Thanks to everyone for all the tips. I'm also glad to know that I'm not the only one that was having this problem. I felt like an amateur out there the other day trying to anchor. I'll definately add more chain and look into a Bruce anchor.

Tight Lines!!!


----------



## captken (Feb 24, 2008)

You guys have it made up there. I have to contend with at least one tide change every day and usually 2. Tide speed varries all over the place too. Yeah, the water is much shallower but on screaming tide days, I sometimes have to go to an 8 oz sinker to Grouper fish in 20'.

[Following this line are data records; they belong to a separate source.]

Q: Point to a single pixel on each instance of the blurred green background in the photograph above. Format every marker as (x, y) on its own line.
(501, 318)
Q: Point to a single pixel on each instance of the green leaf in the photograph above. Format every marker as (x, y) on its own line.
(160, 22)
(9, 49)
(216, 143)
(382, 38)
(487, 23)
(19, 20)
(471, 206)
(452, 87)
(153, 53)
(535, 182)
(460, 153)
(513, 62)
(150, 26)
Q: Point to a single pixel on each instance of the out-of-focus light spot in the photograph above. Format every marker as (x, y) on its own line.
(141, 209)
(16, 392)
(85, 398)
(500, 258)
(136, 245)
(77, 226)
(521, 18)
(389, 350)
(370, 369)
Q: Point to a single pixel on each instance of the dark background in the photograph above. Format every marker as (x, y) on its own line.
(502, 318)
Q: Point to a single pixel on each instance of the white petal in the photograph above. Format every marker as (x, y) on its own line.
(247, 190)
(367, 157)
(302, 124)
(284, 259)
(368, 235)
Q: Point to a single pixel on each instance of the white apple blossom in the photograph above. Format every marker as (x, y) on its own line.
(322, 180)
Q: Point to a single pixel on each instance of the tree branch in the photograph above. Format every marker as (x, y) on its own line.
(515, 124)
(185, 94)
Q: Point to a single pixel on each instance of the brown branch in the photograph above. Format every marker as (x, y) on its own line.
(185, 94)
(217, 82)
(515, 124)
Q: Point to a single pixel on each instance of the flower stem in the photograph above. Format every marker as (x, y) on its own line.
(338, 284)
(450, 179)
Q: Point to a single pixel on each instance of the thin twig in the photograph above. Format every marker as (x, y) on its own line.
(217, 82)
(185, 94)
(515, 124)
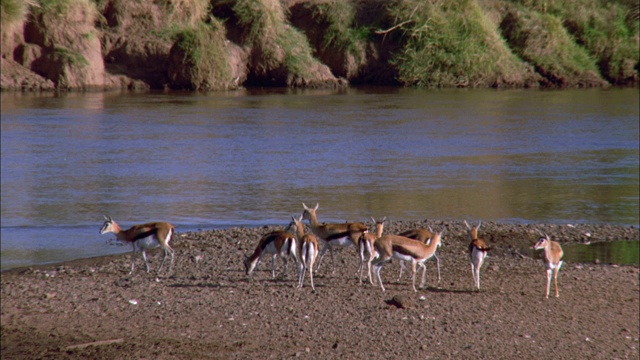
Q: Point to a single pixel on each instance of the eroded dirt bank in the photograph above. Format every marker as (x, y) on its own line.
(208, 309)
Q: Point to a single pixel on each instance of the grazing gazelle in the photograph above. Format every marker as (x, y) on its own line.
(143, 237)
(276, 243)
(365, 246)
(308, 245)
(477, 252)
(422, 235)
(552, 260)
(340, 234)
(403, 248)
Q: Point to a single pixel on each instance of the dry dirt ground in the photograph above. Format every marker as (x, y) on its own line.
(208, 309)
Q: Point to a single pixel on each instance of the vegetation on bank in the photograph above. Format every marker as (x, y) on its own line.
(221, 44)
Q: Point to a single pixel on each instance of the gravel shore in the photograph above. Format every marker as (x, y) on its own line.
(208, 309)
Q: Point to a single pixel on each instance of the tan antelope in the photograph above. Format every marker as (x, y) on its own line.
(552, 260)
(279, 243)
(424, 236)
(477, 252)
(308, 245)
(143, 237)
(366, 247)
(403, 248)
(338, 234)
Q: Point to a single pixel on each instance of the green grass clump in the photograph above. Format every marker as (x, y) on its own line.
(281, 53)
(541, 40)
(341, 32)
(12, 15)
(199, 57)
(607, 30)
(452, 44)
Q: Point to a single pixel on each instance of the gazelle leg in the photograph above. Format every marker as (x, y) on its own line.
(424, 275)
(413, 275)
(473, 275)
(133, 259)
(402, 267)
(286, 262)
(322, 253)
(548, 281)
(273, 266)
(555, 280)
(144, 256)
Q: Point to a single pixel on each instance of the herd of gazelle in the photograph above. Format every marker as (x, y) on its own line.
(416, 246)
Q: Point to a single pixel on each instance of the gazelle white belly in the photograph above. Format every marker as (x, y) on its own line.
(400, 256)
(477, 256)
(150, 242)
(343, 241)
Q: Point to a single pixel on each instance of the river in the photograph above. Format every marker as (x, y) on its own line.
(252, 157)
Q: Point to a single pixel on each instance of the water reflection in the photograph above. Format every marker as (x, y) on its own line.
(252, 157)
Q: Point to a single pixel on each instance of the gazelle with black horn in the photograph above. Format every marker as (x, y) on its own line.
(552, 260)
(143, 237)
(366, 247)
(308, 245)
(424, 236)
(337, 234)
(477, 252)
(279, 243)
(403, 248)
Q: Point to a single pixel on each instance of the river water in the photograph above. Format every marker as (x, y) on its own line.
(251, 157)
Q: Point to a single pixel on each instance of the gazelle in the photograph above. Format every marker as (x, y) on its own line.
(424, 236)
(366, 246)
(552, 260)
(276, 243)
(339, 234)
(143, 237)
(477, 252)
(308, 245)
(403, 248)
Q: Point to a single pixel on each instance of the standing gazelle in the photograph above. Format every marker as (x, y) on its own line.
(143, 237)
(424, 236)
(308, 245)
(552, 260)
(276, 243)
(340, 234)
(477, 252)
(400, 247)
(366, 246)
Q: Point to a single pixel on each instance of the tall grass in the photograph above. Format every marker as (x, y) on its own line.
(282, 52)
(202, 62)
(607, 30)
(12, 14)
(341, 32)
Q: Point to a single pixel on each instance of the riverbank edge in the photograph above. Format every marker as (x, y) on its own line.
(504, 238)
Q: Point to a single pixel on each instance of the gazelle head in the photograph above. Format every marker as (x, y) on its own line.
(379, 225)
(437, 236)
(246, 263)
(294, 225)
(542, 242)
(109, 226)
(473, 231)
(309, 213)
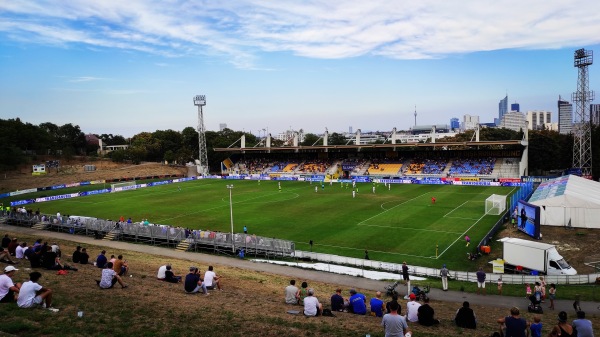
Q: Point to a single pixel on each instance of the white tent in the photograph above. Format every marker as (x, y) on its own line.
(568, 200)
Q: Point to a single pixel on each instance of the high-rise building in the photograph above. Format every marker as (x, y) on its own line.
(513, 120)
(502, 108)
(595, 114)
(565, 116)
(470, 122)
(537, 120)
(454, 123)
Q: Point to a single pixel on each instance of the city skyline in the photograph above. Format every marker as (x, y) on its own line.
(124, 68)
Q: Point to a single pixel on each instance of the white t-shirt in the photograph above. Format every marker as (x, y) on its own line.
(27, 294)
(310, 305)
(5, 284)
(209, 276)
(412, 310)
(20, 252)
(161, 272)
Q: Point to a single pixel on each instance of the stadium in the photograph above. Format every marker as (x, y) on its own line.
(398, 202)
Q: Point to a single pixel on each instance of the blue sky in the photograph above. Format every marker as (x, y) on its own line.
(124, 67)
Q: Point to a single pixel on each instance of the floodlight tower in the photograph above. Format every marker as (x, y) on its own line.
(200, 101)
(582, 131)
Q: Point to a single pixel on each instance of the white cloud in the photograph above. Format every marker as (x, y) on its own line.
(327, 29)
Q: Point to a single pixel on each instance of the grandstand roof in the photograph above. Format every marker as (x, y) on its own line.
(447, 145)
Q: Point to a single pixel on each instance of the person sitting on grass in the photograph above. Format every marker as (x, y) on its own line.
(7, 287)
(120, 266)
(109, 278)
(312, 307)
(84, 258)
(211, 279)
(170, 276)
(193, 283)
(33, 294)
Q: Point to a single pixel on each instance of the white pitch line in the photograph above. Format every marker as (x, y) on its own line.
(402, 203)
(455, 208)
(410, 228)
(377, 251)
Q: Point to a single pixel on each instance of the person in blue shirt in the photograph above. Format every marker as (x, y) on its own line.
(377, 305)
(358, 303)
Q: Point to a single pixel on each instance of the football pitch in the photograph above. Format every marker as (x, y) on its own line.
(396, 224)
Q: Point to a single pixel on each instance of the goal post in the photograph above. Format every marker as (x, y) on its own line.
(495, 204)
(116, 187)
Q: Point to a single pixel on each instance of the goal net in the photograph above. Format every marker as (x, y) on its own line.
(495, 204)
(116, 187)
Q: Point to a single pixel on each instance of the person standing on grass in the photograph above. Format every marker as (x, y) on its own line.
(481, 281)
(211, 279)
(444, 274)
(290, 293)
(109, 277)
(101, 260)
(32, 294)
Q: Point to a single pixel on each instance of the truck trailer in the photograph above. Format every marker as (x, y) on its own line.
(533, 255)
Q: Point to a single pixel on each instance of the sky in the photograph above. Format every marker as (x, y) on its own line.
(125, 67)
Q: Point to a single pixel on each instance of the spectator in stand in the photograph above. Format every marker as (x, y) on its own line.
(290, 293)
(583, 325)
(211, 279)
(101, 260)
(377, 305)
(465, 317)
(357, 303)
(77, 255)
(338, 303)
(193, 283)
(84, 258)
(412, 308)
(32, 294)
(171, 277)
(312, 307)
(426, 314)
(7, 287)
(109, 277)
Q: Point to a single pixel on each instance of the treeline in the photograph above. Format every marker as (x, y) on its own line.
(20, 143)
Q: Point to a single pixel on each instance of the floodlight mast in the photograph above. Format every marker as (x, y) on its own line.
(582, 131)
(200, 101)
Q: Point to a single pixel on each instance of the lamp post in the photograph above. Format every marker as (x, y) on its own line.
(230, 187)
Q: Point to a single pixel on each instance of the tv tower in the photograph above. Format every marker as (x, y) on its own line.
(582, 131)
(415, 115)
(200, 101)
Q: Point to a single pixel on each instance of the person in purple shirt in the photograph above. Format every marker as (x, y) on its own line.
(480, 280)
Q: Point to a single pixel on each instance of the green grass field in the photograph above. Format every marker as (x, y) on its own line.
(393, 225)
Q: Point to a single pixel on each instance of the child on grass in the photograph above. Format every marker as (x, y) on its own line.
(536, 326)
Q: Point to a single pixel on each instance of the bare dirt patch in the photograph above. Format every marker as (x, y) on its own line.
(73, 171)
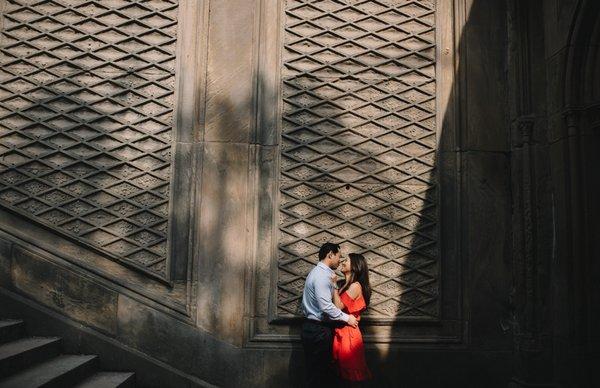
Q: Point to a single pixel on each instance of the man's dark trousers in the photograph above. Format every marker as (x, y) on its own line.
(317, 340)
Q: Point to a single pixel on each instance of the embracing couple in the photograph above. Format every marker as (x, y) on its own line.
(333, 345)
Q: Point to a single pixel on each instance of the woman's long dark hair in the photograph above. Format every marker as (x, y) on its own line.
(360, 273)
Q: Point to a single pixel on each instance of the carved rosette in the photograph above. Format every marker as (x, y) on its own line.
(358, 149)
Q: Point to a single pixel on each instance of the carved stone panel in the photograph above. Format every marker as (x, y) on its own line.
(358, 144)
(86, 116)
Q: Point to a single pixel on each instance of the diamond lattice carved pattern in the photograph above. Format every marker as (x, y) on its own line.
(86, 116)
(358, 148)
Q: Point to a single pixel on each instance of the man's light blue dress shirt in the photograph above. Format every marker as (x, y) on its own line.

I haven't gotten to "Anchoring Tips" yet. That ought to take up a bunch of pages.


----------



## wrightackle (Oct 29, 2007)

Forget the Bruce anchor they are way too expensive. The horizen claw in the eleven pound size is forty dollars. If you catch them on sale you can get them for thirty dollars. It will be the best money you have ever spent. I used to battle those fluke anchors until I was turned on these.


----------



## Joseph34306 (Dec 8, 2007)

Here is how we do it and it works pretty well. First we have a bouy with just enough rope on it to reach the bottom. We have a smaller bouy attached to the main bouy with about five feet of light rope. When we find the fish on the bottom machine we throw the bouy system overboard. Then we drive a couple hundred feet from the two bouys and allign the bow of the boat with the bouys and drop the anchor. The smaller bouy is used to determine witch way the current is going and when the bow and two bouys are in line you drift perfectly back over the hole you are trying to fish. Hope this is not to confusing and helps. Good Luck.


----------



## eddyhops (Apr 26, 2008)

The West Marine advisor...

http://www.westmarine.com/webapp/wcs/stores/servlet/westadvisor/10001/-1/10001/AnchoringTechniques.htm


----------



## atlantacapt (Oct 2, 2007)

Here is how to do it...Don't Anchor!! Hold up with the engines and you will be 100 times more successful and be able to fish spots more efficiently with better results.


----------